One of the many things students don’t get much of in school is practical economics. As a result, the hourly rate lots of freshly-hatched audio technicians earn is embarrassingly unlivable. One of many reasons the career-longevity of people in the music and entertainment business is notoriously short. While I was working on one of those projects that usually inspires the notion “I could be doing better than this working at a convenience store,” I decided to write something about my own business experience in the music and audio business.
Until the day I retired, I had a price list for the various services I supplied to a variety of; from musicians and facilities who hired me for location recording gigs to studio and audio equipment repair services for musicians and recording studios to building contractors (acoustic design consulting) to law firms (audio forensics). Some of my price list was determined by the liability insurance required which was mostly determined by the customer (law firms) and the risk (to me, financially) involved in making a court statement about whatever the law suit involved. Acoustic consulting work for commercial construction was almost as risky and required similar insurance protection.
My rates ran from $75/hour to $275/hour. Those are “billable” rates, however, which are not necessarily the same as the hours I actually spent on a project. For example, a lot of recording work requires prep time and effort that the customer doesn’t see or appreciate. So, it just gets folded in to the billed rate. Recording projects are particularly expensive, time-wise, from my perspective. It’s possible at the high end of the “audio engineering” world that people actually make a decent income, but I always suspect a trust fund is involved when someone can afford to spend a career in entertainment.
Oddly and classically American, my experience with the high-ticket projects came dangerously close to being volunteer work because my liability insurance was so expensive. When I started planning for retirement and was winding down my businesses, the legal work went first. That saved me about $3500/year in insurance costs. The only way doing that work makes sense is if you do enough of it to make up for the insurance cost; at least 20 billable hours. It isn’t reliable work and lawyers, as you might guess, don’t pay their bills quickly and are hard to collect from. It was easy work to give up.
For that same reason, the acoustic consulting work went next. That saved me about $1500/year in insurance costs. Again, it is work you can’t count on and it’s usually not much fun. Although the engineer for the last contractor I worked with was terrific. He did everything he could to take responsibility from me for liability and customer interaction. Designing a quiet staircase in a multi-use building or plugging all of the sound passage routes between a first floor pediatric dental office and a lower-level computer programming company is just not exciting work. Recording studio work is fun, but not particularly profitable. Most of your customers are cheap and not particularly sophisticated and your competition all has a trust fund to spend.
Mostly because several of my ex-Studio Maintenance students were doing a lot of studio maintenance and looking for more work, that business was mostly easy to quit.

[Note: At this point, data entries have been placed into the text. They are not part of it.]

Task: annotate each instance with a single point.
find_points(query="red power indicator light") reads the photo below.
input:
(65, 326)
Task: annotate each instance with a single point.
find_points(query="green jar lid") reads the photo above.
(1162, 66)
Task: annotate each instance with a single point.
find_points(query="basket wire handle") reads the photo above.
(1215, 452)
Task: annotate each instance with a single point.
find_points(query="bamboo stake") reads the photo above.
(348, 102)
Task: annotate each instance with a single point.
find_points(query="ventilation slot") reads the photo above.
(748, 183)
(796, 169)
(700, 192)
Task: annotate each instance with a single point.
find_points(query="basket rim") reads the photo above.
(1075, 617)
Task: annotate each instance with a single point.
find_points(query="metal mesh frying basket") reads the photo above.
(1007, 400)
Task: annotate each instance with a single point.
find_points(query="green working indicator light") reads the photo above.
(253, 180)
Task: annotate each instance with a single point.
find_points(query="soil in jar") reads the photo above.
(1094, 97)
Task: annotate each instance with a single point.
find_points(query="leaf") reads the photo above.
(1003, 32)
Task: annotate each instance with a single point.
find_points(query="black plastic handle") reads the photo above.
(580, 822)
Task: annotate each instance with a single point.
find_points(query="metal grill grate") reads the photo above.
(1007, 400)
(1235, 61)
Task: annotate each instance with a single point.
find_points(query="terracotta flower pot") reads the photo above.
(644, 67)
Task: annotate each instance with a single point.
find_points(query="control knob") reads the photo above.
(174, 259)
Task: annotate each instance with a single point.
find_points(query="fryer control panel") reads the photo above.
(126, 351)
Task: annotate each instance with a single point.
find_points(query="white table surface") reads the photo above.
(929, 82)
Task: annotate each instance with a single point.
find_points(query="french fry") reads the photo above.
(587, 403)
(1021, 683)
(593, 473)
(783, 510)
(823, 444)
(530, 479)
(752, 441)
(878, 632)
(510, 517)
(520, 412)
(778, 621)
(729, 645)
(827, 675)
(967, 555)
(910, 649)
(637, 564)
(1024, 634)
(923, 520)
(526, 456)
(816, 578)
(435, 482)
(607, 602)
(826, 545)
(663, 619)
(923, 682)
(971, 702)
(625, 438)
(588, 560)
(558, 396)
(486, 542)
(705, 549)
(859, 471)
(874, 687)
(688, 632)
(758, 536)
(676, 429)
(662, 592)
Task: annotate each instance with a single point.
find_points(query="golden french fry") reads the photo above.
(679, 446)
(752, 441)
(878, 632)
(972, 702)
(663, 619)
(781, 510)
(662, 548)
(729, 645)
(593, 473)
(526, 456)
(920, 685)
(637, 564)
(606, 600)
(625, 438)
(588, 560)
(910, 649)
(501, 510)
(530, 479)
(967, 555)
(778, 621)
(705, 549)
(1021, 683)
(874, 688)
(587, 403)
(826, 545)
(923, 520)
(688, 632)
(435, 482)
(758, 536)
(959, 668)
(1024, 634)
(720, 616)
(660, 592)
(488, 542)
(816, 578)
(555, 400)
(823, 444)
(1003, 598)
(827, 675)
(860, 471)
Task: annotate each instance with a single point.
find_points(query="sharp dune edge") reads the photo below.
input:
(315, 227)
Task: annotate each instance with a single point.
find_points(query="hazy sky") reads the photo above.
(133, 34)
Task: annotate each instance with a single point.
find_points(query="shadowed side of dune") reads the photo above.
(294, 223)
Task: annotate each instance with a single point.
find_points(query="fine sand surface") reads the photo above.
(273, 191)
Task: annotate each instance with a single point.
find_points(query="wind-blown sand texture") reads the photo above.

I just started directing inquiries to them. In the last two years, I’d raised my prices to $225/hour hoping that would drive the business to cheaper techs. When that didn’t work, I had to tell a few customers that I was absolutely no longer interested in crawling around their studios or scouring the food, drink, and drugs out of their wreaked equipment. At least one of those characters had alienated every decent tech I knew of and, I suspect, they simply shut down the studio after the last piece of gear quit working.
Since the 70’s, I haven’t done music equipment repair for anyone other than myself, mostly buying broken gear and selling it in original or hot-rodded condition. In March, 2018, I had about a half-dozen pieces of equipment left in my shop and I am slowly working my way through the pile. When it’s done, I’ll probably convert the electronics shop to a guitar building and repair shop. Or maybe I’ll hand the bench over to my wife for her art projects.
I still do occasional location recording gigs, but with really limited capabilities: no more than 8 simultaneous channels and my interest in working on overdub or large-track-count projects is close to zero. My simple rule for recording projects is, “If I like what you’re doing and the project is fun (meaning, you are not an asshole), I do the job for my cost. If I don’t like you or the project, you can’t afford me.” Most people can’t afford me. I’ve quit pretending like people or projects that I’d just as soon avoid.
I’m not being a snob, I would just rather be retired and working on my own projects than worrying about pleasing someone else. I spent more than 50 years of my life trying to make other people happy. For the few years I have left to live, the only person I’m interested in satisfying (avocationally and vocationally) is me. I’ve paid all of the multi-tasking, menial labor, service-job dues I’m planning on paying until I croak. For a long while, I was fairly good at pretending to care what marginally-talented, egotistical, humorless, joyless people thought of my work. Those days are done and, unless I find a way to go broke between now and my last breath, they will never return.